Simple Ways Schools Find Time to Work Together
In Learning by Doing (DuFour, DuFour, Eaker, & Many, 2006), a suggested list is provided for finding time for teacher collaboration:
•Provide common preparation time.
Build the master schedule to give common preparation periods for teachers of the same course or department.
•Use parallel scheduling.
Schedule common preparation time by assigning specialists (specialty teachers, librarians, guidance counselors, etc.) to provide lessons to students across an entire grade level at the same time each day.
•Adjust start and end times.
Gain collaboration time by starting the work day early or extending the workday 1 day each week to gain collaborative team time. In exchange for adding time to the end of 1 workday, teachers get the time back on the end of that day.
•Share classes.
Combine students across two different grade levels or courses into one class for instruction. While one teacher or team instructs the students, the other team engages in collaborative work.

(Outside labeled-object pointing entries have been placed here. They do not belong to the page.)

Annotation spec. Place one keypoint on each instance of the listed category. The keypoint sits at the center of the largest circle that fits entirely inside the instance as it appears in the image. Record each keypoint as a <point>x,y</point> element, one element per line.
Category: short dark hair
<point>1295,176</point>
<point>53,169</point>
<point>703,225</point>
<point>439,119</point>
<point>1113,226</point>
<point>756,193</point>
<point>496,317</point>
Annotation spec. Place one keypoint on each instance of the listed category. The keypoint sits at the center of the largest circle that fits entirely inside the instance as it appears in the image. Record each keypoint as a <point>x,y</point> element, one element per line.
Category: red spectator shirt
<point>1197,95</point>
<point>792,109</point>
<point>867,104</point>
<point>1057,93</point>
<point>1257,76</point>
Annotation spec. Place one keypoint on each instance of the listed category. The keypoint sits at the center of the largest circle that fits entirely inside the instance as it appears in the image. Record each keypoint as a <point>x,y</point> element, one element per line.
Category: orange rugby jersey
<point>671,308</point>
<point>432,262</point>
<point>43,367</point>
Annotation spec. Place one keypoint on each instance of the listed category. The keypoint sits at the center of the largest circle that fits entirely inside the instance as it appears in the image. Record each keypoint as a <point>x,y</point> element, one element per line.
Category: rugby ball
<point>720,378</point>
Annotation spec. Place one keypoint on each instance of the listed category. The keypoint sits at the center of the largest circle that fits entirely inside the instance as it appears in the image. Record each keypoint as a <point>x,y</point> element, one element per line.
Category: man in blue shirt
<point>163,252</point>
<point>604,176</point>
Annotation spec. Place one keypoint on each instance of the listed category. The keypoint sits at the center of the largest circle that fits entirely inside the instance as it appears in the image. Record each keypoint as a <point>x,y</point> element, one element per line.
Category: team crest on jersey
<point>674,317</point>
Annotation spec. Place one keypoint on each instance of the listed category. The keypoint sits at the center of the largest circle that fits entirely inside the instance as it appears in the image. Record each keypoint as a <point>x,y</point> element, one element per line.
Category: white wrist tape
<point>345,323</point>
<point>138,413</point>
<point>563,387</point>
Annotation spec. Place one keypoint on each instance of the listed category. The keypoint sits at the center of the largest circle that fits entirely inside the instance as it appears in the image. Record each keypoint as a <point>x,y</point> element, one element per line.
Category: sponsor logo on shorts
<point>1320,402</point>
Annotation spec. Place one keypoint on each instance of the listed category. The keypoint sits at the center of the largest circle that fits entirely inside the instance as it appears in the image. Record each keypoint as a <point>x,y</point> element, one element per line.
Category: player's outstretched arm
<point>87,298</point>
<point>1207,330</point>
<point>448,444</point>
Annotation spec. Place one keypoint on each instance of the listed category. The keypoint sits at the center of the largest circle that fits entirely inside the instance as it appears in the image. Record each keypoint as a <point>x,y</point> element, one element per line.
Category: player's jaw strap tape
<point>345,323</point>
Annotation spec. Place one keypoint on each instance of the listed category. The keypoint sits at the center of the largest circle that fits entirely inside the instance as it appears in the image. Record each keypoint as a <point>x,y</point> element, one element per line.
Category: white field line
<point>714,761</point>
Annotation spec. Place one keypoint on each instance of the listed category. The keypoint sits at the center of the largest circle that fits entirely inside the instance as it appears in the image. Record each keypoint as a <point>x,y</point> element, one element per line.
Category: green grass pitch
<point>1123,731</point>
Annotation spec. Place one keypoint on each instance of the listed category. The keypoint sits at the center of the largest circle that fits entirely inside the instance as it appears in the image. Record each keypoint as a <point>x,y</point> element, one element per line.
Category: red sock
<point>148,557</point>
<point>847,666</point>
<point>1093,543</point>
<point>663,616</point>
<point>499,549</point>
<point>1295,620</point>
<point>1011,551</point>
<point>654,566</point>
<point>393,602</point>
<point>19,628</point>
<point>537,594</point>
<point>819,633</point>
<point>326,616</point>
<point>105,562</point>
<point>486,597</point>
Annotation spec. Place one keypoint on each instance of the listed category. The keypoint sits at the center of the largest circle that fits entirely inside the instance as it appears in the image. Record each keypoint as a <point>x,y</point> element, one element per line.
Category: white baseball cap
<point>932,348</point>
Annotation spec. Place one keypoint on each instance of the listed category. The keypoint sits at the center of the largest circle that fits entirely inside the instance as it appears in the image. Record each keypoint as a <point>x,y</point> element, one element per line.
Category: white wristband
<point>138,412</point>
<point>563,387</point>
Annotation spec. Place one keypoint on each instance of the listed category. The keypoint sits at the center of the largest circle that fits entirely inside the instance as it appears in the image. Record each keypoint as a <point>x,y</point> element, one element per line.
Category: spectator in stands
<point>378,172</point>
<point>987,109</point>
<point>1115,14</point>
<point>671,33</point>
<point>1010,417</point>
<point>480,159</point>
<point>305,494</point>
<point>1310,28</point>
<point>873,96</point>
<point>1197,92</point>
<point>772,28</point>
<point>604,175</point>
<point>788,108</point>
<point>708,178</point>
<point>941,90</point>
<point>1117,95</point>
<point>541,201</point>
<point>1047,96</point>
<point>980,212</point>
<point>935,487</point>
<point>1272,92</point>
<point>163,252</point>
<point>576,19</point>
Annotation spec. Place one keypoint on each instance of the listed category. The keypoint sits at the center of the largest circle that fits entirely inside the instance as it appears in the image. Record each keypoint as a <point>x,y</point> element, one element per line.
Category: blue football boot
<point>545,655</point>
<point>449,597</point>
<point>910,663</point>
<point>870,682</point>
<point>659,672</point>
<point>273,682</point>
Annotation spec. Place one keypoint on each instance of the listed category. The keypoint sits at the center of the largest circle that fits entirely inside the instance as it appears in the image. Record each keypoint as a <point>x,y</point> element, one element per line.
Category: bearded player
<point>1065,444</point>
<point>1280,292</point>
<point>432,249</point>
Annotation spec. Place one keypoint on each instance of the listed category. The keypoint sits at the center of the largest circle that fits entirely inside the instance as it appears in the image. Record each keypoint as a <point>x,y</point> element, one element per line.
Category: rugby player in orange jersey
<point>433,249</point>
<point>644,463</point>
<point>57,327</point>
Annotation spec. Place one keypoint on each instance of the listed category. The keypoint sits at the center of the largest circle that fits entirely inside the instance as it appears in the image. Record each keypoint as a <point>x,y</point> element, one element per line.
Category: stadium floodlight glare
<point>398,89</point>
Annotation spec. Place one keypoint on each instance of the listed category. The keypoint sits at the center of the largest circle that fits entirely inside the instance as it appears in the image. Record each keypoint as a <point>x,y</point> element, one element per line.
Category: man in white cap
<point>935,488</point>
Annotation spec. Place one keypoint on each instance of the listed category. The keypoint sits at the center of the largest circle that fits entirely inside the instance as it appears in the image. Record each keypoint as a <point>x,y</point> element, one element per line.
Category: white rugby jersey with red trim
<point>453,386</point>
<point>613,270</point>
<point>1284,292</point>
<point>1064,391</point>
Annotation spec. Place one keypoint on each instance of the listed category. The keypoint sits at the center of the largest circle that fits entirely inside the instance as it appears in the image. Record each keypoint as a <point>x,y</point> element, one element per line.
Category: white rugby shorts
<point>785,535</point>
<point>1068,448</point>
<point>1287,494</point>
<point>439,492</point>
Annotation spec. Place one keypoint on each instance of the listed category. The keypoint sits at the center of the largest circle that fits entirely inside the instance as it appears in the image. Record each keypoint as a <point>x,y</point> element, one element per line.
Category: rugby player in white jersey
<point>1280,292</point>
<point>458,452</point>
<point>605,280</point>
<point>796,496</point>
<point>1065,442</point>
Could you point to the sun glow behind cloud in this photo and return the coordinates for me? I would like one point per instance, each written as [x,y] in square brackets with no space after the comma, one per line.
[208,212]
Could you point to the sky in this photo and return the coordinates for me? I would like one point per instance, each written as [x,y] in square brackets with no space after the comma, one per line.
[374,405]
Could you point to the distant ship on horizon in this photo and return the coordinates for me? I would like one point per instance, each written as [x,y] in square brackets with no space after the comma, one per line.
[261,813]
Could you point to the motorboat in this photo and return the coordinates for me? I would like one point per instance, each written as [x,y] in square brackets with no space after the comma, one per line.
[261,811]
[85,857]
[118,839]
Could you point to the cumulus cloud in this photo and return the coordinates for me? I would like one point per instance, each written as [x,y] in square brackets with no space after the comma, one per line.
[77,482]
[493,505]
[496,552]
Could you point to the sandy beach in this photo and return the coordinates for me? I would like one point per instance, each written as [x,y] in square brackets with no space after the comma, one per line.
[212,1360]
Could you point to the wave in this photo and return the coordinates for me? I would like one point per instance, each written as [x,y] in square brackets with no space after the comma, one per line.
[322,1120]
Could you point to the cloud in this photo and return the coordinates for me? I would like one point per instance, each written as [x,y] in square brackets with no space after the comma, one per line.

•Schedule group activities, events, and testing.
Non-teaching staff supervise students during times that require supervision rather than instructional expertise, while teachers collaborate.
•Bank time.
Over a designated period of days, extend the instructional minutes beyond the required school day. After you have banked the desired number of minutes, end the instructional day early to allow for faculty collaboration and student enrichment.
•Use in-service and faculty meeting time wisely.
Schedule extended time for teams to work together on staff development days and during faculty meeting time. (pp. 96-97)
Dearman and Alber (2005) listed options that Mississippi schools used to find time for teachers to study teaching and learning together:
• Grouping teachers whose students attend arts, music, physical education, and other special areas at the same time
• Grouping teachers by free periods
• Starting the school day 30 minutes later and having teachers arrive 30 minutes early one day a week to have 1 hour weekly for collaborative study (these teachers are provided release time as compensation for the extended day)
• Using trained assistant teachers and tutors in classrooms during study team times to implement whole-group strategies for fluency and comprehension
• Scheduling weekly reading camps by hiring and training a core of substitutes to conduct one-on-one reading tutorials until study teams begin meeting (during study teams the substitutes conduct whole-group strategies for fluency and comprehension)
• Amending school board policy to allow the early release of students one day a week.
• Using federal, state, local, or grant funds to buy time for faculties to study together (p. 637).